Rekenkamer: ambities stuiten op gebrek aan slagkracht overheid
De Algemene Rekenkamer maakt zich zorgen om de slagvaardigheid van de rijksoverheid. Aan politieke ambities ontbreekt het niet, maar door onder meer personeelstekorten, knellende regels en procedures, en verouderde systemen zijn ministeries en uitvoeringsorganisaties vaak niet in staat die ook waar te maken.
Het nu demissionaire kabinet had plannen om in drie jaar tijd bij elkaar 76 miljard euro extra uit te geven. Maar alleen al vorig jaar bleef meer dan 7 miljard euro „op de plank liggen”, constateert de Rekenkamer in het jaarlijkse verantwoordingsonderzoek. Daarin staat ook dat het financieel beheer bij de rijksoverheid is verbeterd.
Bijvoorbeeld de chaos bij het herstel van het toeslagenschandaal laat „op pijnlijke wijze” zien hoe beleid vastloopt in de uitvoering. Dat komt door te ingewikkelde regels, maar ook een gebrek aan menskracht. In vier jaar is het aantal vacatures bij de rijksoverheid verviervoudigd naar 32.000.

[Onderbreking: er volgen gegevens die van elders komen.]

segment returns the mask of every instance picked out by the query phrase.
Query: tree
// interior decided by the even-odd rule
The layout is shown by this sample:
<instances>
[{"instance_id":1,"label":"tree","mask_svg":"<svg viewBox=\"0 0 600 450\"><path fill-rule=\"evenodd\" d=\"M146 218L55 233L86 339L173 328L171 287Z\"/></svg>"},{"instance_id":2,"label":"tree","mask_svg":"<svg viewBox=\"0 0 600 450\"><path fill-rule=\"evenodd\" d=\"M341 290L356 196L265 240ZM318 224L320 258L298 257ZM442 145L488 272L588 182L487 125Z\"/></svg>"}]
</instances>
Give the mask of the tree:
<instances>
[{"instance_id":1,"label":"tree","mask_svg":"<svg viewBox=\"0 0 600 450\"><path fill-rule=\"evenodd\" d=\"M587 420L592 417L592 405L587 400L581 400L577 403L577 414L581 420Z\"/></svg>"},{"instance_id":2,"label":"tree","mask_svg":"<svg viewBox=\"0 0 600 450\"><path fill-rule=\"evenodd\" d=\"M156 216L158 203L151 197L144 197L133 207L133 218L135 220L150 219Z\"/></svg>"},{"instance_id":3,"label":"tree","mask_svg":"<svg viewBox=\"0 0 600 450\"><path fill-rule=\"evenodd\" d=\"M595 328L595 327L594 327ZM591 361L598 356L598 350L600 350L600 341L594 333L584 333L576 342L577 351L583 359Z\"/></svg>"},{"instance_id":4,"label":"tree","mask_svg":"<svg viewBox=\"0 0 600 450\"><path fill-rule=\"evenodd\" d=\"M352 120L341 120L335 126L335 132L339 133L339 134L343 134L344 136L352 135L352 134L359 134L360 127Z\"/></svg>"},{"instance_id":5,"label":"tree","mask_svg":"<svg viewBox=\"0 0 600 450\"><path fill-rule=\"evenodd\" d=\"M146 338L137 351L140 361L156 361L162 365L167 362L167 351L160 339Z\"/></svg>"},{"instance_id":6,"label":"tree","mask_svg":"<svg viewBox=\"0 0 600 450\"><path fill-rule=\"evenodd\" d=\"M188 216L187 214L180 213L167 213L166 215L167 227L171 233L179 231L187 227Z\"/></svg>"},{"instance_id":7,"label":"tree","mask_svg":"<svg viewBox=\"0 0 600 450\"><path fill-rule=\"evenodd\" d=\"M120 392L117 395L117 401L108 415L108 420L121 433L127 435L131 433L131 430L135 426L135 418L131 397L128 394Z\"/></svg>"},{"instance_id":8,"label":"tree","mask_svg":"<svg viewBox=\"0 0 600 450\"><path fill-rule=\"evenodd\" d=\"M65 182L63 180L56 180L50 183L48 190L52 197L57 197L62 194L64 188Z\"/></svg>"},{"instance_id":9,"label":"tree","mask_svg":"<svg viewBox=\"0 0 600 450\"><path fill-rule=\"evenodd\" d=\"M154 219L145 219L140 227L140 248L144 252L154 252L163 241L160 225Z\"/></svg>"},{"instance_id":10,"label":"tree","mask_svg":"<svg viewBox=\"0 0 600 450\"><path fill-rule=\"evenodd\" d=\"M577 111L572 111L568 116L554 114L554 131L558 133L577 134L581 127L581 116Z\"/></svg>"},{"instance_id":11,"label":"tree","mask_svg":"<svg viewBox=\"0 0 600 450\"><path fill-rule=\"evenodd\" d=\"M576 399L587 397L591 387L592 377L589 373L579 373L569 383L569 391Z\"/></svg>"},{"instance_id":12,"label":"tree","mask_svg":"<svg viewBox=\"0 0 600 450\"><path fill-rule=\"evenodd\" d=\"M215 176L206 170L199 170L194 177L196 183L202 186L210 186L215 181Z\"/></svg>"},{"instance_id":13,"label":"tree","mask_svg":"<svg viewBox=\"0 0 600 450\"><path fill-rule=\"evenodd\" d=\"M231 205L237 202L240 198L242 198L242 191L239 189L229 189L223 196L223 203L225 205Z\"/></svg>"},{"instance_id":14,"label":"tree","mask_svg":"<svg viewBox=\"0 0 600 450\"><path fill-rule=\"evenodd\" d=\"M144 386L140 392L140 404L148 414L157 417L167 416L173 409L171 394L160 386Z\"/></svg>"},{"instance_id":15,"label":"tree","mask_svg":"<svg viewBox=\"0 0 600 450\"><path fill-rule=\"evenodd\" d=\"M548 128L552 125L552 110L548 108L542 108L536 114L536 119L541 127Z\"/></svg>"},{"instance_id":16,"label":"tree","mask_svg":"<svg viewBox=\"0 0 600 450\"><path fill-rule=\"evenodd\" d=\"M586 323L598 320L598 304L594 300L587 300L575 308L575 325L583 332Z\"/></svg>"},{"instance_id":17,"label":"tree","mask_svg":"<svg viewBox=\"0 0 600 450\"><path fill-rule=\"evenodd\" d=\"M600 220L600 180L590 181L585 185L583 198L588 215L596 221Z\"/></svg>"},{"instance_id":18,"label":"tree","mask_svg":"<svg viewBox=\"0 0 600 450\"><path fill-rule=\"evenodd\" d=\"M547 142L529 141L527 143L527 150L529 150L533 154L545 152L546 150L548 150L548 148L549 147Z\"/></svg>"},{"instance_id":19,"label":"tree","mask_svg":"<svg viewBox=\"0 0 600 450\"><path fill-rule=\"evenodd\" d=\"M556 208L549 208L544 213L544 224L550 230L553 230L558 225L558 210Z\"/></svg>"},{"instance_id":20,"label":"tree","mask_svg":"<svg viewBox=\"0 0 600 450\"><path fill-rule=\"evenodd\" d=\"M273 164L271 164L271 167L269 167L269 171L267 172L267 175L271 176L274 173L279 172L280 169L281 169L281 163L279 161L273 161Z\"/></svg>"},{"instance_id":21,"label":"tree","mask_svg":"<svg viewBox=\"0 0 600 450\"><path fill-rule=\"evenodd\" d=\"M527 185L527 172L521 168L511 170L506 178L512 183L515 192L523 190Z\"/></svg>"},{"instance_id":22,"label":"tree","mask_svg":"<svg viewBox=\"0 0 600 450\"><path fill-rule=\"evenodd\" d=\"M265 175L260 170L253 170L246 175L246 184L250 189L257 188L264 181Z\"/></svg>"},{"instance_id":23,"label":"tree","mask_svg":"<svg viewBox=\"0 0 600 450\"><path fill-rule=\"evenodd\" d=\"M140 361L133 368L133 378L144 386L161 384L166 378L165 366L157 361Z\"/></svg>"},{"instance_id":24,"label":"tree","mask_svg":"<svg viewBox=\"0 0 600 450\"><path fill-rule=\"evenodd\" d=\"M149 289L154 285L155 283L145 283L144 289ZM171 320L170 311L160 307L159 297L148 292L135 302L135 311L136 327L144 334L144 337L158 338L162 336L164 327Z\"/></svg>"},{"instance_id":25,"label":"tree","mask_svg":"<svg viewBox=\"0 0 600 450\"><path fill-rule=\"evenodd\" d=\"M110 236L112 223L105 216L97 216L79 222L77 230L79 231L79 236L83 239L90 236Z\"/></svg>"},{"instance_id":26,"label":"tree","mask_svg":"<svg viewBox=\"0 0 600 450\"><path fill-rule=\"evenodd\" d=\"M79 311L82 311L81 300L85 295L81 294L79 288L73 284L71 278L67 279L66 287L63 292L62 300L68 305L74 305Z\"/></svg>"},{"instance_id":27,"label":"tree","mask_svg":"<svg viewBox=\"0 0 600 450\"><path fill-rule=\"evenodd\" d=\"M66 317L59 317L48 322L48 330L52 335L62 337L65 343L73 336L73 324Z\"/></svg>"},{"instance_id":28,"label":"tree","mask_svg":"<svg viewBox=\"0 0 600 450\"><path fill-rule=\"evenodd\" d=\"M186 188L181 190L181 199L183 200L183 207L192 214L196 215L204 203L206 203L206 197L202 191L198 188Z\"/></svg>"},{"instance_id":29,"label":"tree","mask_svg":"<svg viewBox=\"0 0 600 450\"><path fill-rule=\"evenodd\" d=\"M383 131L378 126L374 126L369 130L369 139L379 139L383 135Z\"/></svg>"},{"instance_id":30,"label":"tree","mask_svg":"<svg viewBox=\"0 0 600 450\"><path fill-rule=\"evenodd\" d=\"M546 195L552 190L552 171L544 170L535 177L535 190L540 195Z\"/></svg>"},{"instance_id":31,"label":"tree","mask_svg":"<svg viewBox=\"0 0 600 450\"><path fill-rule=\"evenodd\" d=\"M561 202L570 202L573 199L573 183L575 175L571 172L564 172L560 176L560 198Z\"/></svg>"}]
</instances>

De Rekenkamer constateert verder dat ministeries slechts „matig inzicht” bieden in wat zij precies weten te bereiken met extra geld dat voor allerlei zaken wordt uitgetrokken. In hun jaarverslagen vermelden zij lang niet altijd welke resultaten zijn behaald.
„Verantwoordingsdag is resultatendag”, zegt president Pieter Duisenberg van de Rekenkamer. „Het kabinet geeft in zijn jaarverslag helaas te weinig inzicht in de resultaten van publiek geld.” Dat is onder meer het geval bij extra uitgaven voor het terugdringen van drugssmokkel, hulp aan kwetsbare regio’s, onderhoud van rijkswegen en sociale advocatuur.
Wel is over de hele linie de rechtmatigheid verbeterd. Van minder dan 1 procent van alle uitgaven kan de rechtmatigheid niet met zekerheid worden vastgesteld. Daarmee voldeed het kabinet afgelopen jaar voor wat betreft de uitgaven weer aan de norm.
Bij de ruim 400 miljard euro aan verplichtingen is de onzekerheid nog wel groter dan 1 procent. Dat komt met name op het conto van het ministerie van Volksgezondheid, dat in de coronajaren verplichtingen is aangegaan waarvan het de rechtmatigheid niet heeft kunnen aantonen.
Het aantal onvolkomenheden dat de Rekenkamer constateert bij de ministeries, is afgenomen. Het zijn er 36, tegen 44 een jaar eerder. Tegenover 15 eerdere onvolkomenheden die zijn opgelost, staan 7 nieuwe.